Na CPI, deputado arrasta líder do Governo Bolsonaro para o escândalo da Covaxin

O deputado federal Luis Miranda (DEM-DF) arrastou para o centro da crise política da CPI da Pandemia o líder do Governo na Câmara, o deputado Ricardo Barros (PP-PR). Após mais de sete horas de questionamentos e insistências dos senadores, Miranda admitiu que, em 20 de março, quando avisou o presidente Jair Bolsonaro sobre uma possível irregularidade, ele citou o nome de um deputado, que ainda teria influência sobre a pasta. A reação de Bolsonaro, conforme o relato, foi de exaltação e de preocupação, pois não teria forças para alterar o cenário. “Se eu mexo nisso aí, você já viu a merda que vai dar, não é?”, teria dito o presidente a Miranda. Durante o seu depoimento na CPI nesta incomum e tumultuada sexta-feira, o parlamentar resistiu em citar o nome desse colega, mas acabou cedendo e falou, às lágrimas, que era Ricardo Barros. Disse ter tirado “um peso das costas” e que temia pela sua segurança e a de sua família.

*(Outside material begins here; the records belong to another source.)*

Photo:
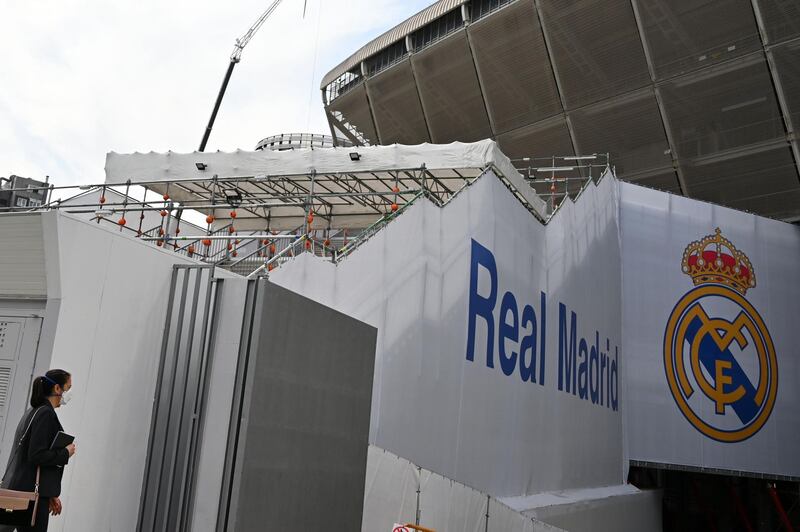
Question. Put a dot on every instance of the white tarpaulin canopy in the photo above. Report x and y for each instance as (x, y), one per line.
(346, 190)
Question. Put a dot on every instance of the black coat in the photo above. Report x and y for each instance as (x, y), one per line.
(35, 452)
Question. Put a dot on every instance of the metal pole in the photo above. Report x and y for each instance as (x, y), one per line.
(217, 104)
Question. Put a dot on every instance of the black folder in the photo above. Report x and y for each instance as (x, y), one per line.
(61, 440)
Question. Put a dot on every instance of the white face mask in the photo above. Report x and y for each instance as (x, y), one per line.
(66, 397)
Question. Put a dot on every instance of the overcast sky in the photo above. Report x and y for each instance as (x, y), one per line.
(80, 78)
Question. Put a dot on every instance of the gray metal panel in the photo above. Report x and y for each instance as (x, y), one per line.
(781, 18)
(692, 34)
(511, 58)
(666, 181)
(354, 107)
(763, 182)
(177, 405)
(596, 48)
(629, 127)
(723, 108)
(787, 63)
(542, 139)
(397, 33)
(22, 260)
(396, 106)
(305, 446)
(450, 92)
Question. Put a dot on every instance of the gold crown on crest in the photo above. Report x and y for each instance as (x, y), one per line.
(715, 260)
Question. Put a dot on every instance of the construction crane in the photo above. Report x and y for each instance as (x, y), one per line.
(236, 56)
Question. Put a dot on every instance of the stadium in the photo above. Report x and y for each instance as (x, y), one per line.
(698, 98)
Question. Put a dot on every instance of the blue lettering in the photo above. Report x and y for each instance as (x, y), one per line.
(594, 369)
(481, 306)
(528, 370)
(567, 375)
(583, 373)
(543, 328)
(508, 332)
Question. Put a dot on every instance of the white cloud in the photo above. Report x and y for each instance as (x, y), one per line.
(84, 77)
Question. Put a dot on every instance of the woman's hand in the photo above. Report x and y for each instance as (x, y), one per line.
(55, 506)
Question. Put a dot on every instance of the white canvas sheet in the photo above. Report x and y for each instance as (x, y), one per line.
(656, 230)
(148, 167)
(458, 417)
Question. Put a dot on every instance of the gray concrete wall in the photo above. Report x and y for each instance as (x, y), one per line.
(305, 436)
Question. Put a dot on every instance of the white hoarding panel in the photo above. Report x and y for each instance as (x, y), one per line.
(711, 312)
(499, 347)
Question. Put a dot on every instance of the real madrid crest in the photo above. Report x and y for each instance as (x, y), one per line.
(718, 354)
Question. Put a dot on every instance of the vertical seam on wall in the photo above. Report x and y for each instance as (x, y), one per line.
(659, 101)
(556, 78)
(481, 88)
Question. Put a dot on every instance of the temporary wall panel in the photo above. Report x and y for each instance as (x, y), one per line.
(302, 454)
(712, 369)
(516, 76)
(22, 259)
(450, 91)
(469, 301)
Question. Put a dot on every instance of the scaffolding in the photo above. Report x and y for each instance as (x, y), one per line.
(255, 223)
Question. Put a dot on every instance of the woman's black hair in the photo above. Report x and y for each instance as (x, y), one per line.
(43, 386)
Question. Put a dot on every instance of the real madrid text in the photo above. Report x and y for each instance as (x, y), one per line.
(587, 368)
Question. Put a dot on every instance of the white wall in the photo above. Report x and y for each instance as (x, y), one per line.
(656, 230)
(460, 418)
(114, 292)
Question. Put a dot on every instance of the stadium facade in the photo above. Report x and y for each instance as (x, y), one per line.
(700, 98)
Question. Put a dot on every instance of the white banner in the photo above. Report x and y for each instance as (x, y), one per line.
(499, 353)
(711, 334)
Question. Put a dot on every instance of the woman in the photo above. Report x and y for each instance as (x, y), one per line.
(49, 392)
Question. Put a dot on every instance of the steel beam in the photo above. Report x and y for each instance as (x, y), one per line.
(660, 101)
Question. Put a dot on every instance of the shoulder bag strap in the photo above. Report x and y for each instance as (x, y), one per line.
(36, 499)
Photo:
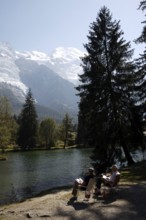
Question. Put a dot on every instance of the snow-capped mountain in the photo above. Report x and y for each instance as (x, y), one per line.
(64, 61)
(9, 72)
(52, 78)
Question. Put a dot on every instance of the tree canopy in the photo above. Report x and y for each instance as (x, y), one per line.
(107, 105)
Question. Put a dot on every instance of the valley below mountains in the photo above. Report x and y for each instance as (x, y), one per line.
(51, 78)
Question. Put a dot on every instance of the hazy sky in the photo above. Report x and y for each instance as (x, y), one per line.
(43, 25)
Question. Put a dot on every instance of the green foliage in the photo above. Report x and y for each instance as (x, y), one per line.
(28, 124)
(66, 131)
(48, 133)
(107, 106)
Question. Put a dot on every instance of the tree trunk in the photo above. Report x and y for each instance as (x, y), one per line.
(127, 153)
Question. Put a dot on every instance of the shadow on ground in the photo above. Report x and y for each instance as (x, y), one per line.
(129, 203)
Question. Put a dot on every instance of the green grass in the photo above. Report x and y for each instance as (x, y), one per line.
(135, 173)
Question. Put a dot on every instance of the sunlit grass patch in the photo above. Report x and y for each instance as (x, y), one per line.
(134, 173)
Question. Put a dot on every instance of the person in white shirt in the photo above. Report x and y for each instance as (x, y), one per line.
(108, 180)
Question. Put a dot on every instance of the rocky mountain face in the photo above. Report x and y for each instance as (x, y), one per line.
(52, 79)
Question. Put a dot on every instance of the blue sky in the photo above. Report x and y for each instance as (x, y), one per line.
(43, 25)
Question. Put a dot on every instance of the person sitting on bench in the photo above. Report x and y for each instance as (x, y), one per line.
(109, 180)
(82, 183)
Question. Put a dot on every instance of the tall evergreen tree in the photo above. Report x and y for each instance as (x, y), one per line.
(141, 69)
(28, 124)
(107, 105)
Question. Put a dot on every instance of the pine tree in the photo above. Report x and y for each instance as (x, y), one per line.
(28, 124)
(106, 106)
(141, 69)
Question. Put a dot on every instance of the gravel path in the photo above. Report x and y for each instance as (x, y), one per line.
(128, 203)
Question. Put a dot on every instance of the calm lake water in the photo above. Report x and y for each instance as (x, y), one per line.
(25, 174)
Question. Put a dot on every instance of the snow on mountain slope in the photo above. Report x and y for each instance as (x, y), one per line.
(9, 72)
(64, 61)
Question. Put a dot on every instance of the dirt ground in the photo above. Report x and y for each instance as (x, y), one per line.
(129, 202)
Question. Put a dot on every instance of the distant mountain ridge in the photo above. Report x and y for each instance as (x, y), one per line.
(52, 79)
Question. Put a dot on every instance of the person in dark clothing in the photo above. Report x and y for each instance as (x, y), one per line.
(82, 183)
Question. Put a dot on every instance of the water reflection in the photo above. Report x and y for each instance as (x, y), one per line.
(26, 174)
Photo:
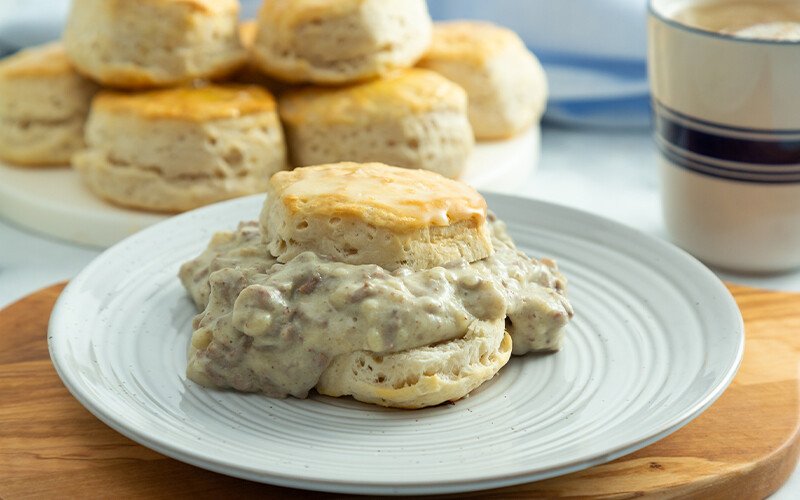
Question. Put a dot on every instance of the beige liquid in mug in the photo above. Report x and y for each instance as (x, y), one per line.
(753, 19)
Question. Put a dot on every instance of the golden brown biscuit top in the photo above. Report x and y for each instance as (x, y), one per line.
(212, 102)
(291, 13)
(470, 41)
(408, 92)
(44, 60)
(378, 194)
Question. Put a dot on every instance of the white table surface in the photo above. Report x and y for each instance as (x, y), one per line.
(609, 173)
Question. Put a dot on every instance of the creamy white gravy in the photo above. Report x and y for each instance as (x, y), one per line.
(274, 328)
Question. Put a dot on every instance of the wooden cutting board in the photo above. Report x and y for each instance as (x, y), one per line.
(744, 446)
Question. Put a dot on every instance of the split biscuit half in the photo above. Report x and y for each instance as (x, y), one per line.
(504, 81)
(43, 107)
(413, 119)
(177, 149)
(154, 43)
(339, 41)
(374, 214)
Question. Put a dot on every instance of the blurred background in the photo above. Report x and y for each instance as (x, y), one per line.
(593, 50)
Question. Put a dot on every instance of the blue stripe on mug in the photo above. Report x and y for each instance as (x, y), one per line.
(732, 174)
(662, 109)
(777, 151)
(746, 155)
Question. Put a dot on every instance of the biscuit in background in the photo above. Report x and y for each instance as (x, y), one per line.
(177, 149)
(374, 214)
(43, 107)
(153, 43)
(339, 41)
(505, 83)
(413, 118)
(250, 73)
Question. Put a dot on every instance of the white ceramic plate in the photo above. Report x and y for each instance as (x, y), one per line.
(53, 201)
(655, 340)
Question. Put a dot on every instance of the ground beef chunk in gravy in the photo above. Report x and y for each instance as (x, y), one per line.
(274, 328)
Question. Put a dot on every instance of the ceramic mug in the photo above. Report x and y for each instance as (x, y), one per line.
(727, 125)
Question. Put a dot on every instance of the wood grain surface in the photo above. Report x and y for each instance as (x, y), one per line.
(744, 446)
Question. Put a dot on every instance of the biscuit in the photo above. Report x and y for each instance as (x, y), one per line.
(177, 149)
(250, 73)
(412, 119)
(153, 43)
(374, 214)
(43, 107)
(424, 376)
(505, 83)
(339, 41)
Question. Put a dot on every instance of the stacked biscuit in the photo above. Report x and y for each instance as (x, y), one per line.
(160, 137)
(391, 286)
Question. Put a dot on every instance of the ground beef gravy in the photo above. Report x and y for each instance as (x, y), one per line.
(274, 328)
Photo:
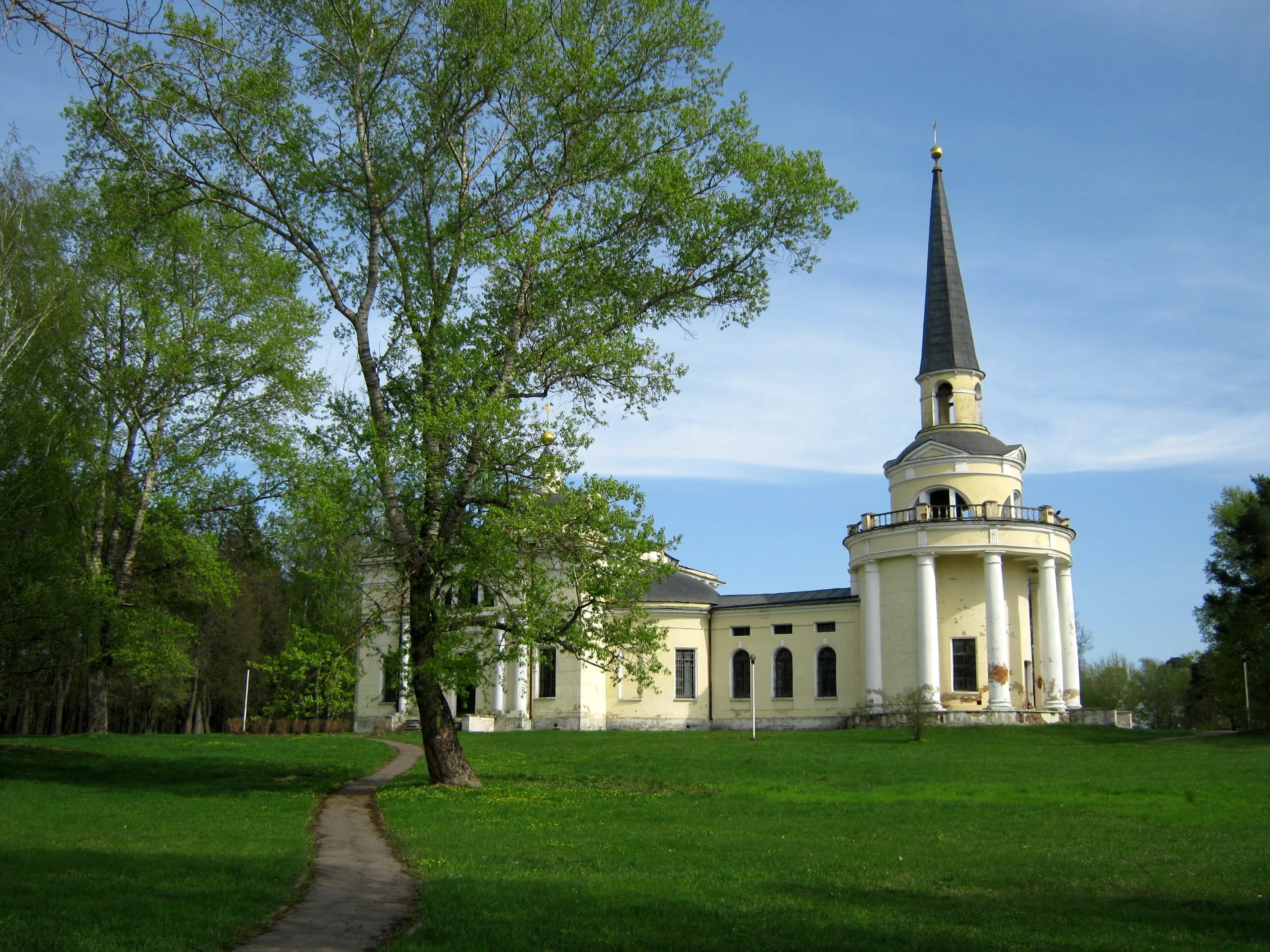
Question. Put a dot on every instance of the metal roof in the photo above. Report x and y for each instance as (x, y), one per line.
(967, 441)
(682, 588)
(787, 598)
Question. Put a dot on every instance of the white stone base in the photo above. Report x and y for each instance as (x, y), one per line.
(657, 724)
(514, 721)
(782, 724)
(569, 723)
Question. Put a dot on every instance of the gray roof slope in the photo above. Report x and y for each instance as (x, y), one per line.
(787, 598)
(682, 587)
(947, 339)
(967, 441)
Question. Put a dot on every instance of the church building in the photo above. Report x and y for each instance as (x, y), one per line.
(959, 590)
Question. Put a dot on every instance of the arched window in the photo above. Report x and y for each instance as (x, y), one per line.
(547, 672)
(826, 672)
(741, 674)
(945, 412)
(783, 673)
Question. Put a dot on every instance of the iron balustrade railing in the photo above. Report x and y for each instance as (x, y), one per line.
(990, 512)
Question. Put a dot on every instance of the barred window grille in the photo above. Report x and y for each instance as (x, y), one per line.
(783, 673)
(741, 676)
(685, 673)
(963, 665)
(547, 672)
(827, 673)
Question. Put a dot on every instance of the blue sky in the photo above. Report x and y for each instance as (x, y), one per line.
(1104, 169)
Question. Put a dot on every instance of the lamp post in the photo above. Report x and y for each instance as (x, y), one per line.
(245, 690)
(754, 701)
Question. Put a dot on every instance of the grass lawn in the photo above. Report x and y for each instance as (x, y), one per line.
(158, 842)
(1029, 838)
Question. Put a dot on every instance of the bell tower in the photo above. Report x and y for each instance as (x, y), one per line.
(966, 595)
(950, 384)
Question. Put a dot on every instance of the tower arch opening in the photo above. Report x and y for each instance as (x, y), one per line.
(945, 410)
(947, 503)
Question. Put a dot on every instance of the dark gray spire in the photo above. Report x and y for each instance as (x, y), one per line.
(947, 339)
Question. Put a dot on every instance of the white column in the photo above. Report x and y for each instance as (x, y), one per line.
(519, 704)
(999, 639)
(872, 640)
(1071, 657)
(1052, 636)
(498, 701)
(928, 631)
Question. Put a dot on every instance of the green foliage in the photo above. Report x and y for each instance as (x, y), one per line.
(178, 353)
(524, 195)
(1159, 693)
(1235, 617)
(915, 706)
(159, 843)
(1084, 839)
(1108, 683)
(314, 676)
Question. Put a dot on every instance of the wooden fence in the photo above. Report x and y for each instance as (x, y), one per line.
(291, 725)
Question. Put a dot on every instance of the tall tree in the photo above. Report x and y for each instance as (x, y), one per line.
(1235, 617)
(35, 282)
(503, 202)
(193, 353)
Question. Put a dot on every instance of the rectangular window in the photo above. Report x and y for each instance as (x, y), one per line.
(391, 688)
(963, 665)
(547, 672)
(685, 673)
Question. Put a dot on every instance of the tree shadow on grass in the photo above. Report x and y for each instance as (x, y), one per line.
(195, 767)
(135, 900)
(503, 914)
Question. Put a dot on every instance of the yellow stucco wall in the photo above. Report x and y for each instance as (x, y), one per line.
(686, 627)
(803, 643)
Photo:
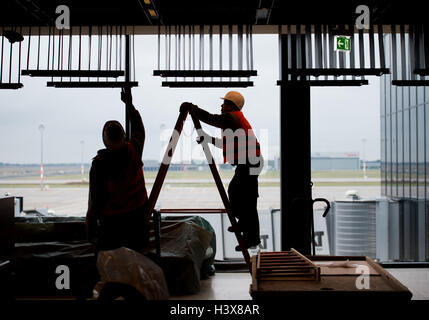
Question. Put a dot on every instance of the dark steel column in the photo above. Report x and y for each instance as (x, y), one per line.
(295, 160)
(127, 80)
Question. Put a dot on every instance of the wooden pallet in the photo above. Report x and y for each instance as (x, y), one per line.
(285, 265)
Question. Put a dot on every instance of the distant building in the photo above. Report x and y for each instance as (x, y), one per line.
(335, 161)
(371, 165)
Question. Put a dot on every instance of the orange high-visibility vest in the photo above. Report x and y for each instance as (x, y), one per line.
(240, 146)
(128, 193)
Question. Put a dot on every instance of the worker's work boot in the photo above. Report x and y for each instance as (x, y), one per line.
(232, 229)
(249, 245)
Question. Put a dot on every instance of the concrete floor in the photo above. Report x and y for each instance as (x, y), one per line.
(235, 286)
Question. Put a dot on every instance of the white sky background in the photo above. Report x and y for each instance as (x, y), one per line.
(341, 117)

“Eu queria ter dito desde o primeiro momento, mas vocês não sabem o que eu vou passar”, desabafou Miranda em resposta a um questionamento da senadora Simone Tebet (MDB-MS). “Apontar um presidente da República que todo mundo defende como uma pessoa correta, honesta e ele sabe que tem alguma coisa errada, sabe quem é, sabe o nome e não faz nada, por medo da pressão que ele pode levar do outro lado. Que presidente é esse que tem medo de pressão de quem está fazendo o errado? De quem desvia dinheiro público das pessoas morrendo dessa porra desse covid?”, disse.

Depois da fala, o relator da comissão, o senador Renan Calheiros (MDB-AL), disse que o depoimento do deputado e do irmão dele, o servidor do Ministério da Saúde Luis Ricardo Fernandes Miranda, são divisores de água na investigação. “Essa comissão até hoje era uma e a partir de hoje fará uma investigação diferente”, disse Renan. O senadores querem que o líder do Governo na Câmara seja chamado a depor.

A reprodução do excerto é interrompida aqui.